Abbreviations: ACC, acinic cell carcinoma; ANED, alive with no evidence of disease; AWD, alive with disease; CEP, carcinoma ex pleomorphic adenoma; CT, computed tomography; D, deep lobe; DM, distant metastasis; DOD, died of disease; EMC, epithelial-myoepithelial carcinoma; F, female; HB, House-Brackmann grade; L, local recurrence; M, male; MEC, mucoepidermoid carcinoma; MRI, magnetic resonance imaging; N, node recurrence; PDC, poorly differentiated carcinoma; RT, radiotherapy; S, superficial lobe; SDC, salivary duct carcinoma; US, ultrasound.

Patients Who Underwent Pretreatment for Facial Nerve Paralysis (Pretreatment Group)

In the 14 patients who were initially treated for Bell’s palsy (pretreatment group), we examined patient characteristics, signs/symptoms, degree of paralysis, tumor localization and size, treatment, histopathological type, and outcome.

Statistical Analysis

Disease-specific and disease-free 5 year survival rates according to the presence and absence of facial nerve paralysis and the presence and absence of pretreatment for facial nerve paralysis were analyzed by the Kaplan-Meier method, and prognostic factors were evaluated by univariate and multivariate analysis.

The univariate analysis according to the presence or absence of facial nerve paralysis included the following factors: age, sex, the time from symptom onset to first visit, pain/tenderness, adhesion, T classification, N classification, stage, tumor localization, tumor size, histological grade, operation, and postoperative radiotherapy. The chi-squared test was used to analyze sex, pain/tenderness, N classification, tumor localization, histological grade, and postoperative radiotherapy. Fisher’s exact test was used to analyze adhesion, T classification, stage, and operation, and the Mann-Whitney U test was used to analyze age, the time from symptom onset to the first visit, and tumor size.

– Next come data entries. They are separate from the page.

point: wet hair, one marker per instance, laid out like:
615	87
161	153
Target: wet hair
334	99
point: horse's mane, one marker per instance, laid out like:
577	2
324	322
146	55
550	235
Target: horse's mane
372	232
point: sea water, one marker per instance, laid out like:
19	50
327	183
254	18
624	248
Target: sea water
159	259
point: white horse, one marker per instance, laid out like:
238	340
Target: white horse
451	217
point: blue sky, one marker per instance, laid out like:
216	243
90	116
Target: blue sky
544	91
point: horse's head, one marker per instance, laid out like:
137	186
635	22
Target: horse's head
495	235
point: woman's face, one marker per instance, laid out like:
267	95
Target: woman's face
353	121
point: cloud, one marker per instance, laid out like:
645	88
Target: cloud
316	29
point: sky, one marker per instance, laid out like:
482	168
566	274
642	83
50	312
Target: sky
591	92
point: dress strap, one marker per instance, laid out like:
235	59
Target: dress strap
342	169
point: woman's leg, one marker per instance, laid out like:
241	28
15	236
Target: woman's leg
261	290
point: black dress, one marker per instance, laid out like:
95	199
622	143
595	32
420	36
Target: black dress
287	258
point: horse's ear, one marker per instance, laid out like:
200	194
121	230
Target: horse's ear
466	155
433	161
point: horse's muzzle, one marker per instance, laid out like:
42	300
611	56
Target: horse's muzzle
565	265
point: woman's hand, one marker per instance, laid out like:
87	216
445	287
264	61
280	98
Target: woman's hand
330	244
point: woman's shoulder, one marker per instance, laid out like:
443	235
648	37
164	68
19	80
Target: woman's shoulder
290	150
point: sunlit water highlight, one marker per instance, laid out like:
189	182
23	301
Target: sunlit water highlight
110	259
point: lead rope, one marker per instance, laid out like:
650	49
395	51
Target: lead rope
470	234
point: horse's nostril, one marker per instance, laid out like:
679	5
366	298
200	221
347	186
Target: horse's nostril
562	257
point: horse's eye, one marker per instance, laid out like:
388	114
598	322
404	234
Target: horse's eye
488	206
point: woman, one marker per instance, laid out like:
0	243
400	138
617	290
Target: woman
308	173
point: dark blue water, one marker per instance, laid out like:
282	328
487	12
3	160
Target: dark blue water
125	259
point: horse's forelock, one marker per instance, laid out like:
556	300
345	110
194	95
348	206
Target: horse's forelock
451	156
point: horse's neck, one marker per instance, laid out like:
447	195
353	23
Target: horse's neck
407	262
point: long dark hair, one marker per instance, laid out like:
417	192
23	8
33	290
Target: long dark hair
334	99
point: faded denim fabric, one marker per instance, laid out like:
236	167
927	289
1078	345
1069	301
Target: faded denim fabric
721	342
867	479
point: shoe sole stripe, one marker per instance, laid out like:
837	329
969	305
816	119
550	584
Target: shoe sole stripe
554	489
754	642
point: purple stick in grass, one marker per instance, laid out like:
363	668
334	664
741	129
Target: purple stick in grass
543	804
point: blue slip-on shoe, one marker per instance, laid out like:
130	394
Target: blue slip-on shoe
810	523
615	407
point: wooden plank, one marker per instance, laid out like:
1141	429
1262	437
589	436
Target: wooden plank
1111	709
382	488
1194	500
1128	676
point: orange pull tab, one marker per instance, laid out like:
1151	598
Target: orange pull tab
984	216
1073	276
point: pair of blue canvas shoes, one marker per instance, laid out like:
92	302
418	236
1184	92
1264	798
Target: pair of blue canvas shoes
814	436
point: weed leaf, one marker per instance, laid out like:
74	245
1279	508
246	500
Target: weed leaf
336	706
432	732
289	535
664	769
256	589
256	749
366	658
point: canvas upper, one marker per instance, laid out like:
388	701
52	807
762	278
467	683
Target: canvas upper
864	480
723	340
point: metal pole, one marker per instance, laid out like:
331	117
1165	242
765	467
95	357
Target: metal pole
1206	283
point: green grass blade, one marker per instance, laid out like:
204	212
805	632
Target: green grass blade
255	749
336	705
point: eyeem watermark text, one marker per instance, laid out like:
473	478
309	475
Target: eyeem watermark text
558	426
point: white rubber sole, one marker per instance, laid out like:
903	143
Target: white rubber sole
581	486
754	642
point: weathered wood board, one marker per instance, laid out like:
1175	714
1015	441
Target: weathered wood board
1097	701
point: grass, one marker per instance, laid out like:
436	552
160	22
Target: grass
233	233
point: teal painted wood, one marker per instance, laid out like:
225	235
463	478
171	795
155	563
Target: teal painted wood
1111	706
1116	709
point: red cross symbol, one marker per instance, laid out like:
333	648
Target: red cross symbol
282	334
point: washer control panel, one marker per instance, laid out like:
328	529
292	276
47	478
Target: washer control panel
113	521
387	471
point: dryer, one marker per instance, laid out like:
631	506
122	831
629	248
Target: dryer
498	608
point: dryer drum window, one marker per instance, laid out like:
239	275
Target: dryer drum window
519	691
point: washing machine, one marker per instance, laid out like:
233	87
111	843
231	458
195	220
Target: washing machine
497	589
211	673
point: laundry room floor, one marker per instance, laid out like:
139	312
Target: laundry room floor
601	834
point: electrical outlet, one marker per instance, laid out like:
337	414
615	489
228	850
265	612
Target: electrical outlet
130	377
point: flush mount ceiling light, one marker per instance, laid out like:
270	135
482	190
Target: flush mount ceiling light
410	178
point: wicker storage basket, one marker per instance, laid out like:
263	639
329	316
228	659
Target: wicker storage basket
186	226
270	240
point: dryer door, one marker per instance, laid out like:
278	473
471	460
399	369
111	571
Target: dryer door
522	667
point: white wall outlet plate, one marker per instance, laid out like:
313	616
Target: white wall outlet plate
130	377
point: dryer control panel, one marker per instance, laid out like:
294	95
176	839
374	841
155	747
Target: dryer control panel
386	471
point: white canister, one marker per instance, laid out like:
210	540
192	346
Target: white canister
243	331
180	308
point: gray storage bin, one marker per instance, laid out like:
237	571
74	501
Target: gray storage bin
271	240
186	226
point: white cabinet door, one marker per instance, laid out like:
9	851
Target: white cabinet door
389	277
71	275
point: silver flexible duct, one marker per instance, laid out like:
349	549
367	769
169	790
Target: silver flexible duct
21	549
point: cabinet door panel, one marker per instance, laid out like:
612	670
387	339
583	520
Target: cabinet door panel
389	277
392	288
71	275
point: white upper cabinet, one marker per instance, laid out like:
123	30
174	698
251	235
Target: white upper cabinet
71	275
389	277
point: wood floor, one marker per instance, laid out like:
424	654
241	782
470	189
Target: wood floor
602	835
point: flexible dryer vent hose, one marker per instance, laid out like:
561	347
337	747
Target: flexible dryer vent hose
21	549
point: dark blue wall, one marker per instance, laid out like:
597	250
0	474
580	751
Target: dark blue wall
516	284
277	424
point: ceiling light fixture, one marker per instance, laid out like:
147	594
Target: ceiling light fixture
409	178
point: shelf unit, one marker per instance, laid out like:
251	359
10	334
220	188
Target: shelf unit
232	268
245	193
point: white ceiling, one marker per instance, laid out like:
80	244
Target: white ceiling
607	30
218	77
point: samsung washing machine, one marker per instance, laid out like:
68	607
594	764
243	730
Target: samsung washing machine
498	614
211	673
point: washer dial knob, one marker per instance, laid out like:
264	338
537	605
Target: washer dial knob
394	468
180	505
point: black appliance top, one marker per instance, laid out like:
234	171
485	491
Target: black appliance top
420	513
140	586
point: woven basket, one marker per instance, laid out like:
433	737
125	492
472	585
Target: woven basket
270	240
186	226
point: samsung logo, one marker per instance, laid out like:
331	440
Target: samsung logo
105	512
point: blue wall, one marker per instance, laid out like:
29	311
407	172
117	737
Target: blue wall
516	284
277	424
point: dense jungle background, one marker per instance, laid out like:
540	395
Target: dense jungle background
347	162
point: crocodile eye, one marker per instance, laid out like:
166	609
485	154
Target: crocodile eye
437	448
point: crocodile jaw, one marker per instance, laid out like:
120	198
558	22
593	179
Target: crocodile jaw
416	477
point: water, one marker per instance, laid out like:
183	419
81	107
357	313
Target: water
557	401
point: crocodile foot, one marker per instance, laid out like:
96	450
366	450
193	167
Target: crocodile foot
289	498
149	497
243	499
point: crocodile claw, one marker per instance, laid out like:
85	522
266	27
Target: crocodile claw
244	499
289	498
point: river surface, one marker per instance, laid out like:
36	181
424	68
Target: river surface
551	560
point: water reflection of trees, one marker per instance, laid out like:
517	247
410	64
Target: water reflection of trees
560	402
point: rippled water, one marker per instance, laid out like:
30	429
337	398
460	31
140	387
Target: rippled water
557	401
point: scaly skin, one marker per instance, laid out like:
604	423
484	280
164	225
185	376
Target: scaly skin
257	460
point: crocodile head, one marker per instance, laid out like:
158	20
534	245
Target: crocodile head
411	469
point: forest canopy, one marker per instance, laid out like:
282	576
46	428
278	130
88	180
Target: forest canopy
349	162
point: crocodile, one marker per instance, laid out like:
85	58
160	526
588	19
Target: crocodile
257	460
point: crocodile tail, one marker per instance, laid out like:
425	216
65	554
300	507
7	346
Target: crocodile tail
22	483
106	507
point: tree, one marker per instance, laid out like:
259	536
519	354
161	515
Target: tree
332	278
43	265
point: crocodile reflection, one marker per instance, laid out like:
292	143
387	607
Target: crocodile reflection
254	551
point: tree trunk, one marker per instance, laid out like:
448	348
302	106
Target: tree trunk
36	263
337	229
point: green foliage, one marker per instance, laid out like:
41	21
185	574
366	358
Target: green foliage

The univariate analysis according to the presence or absence of pretreatment for facial nerve paralysis included patient characteristics, symptoms, stage classification, tumor size, localization, histological grade, and treatment. The chi-squared test was used to analyze N classification. The Fisher exact test was used to analyze sex, pain/tenderness, adhesion, T classification, stage, tumor localization, histological grade, operation, and postoperative radiotherapy, and the Mann-Whitney U test was used to analyze age, the time from symptom onset to the first visit, and tumor size. Multivariate analysis was performed for items for which a significant difference was observed in the univariate analysis, that is, pain/tenderness, adhesion, N classification, tumor localization, and histological grade.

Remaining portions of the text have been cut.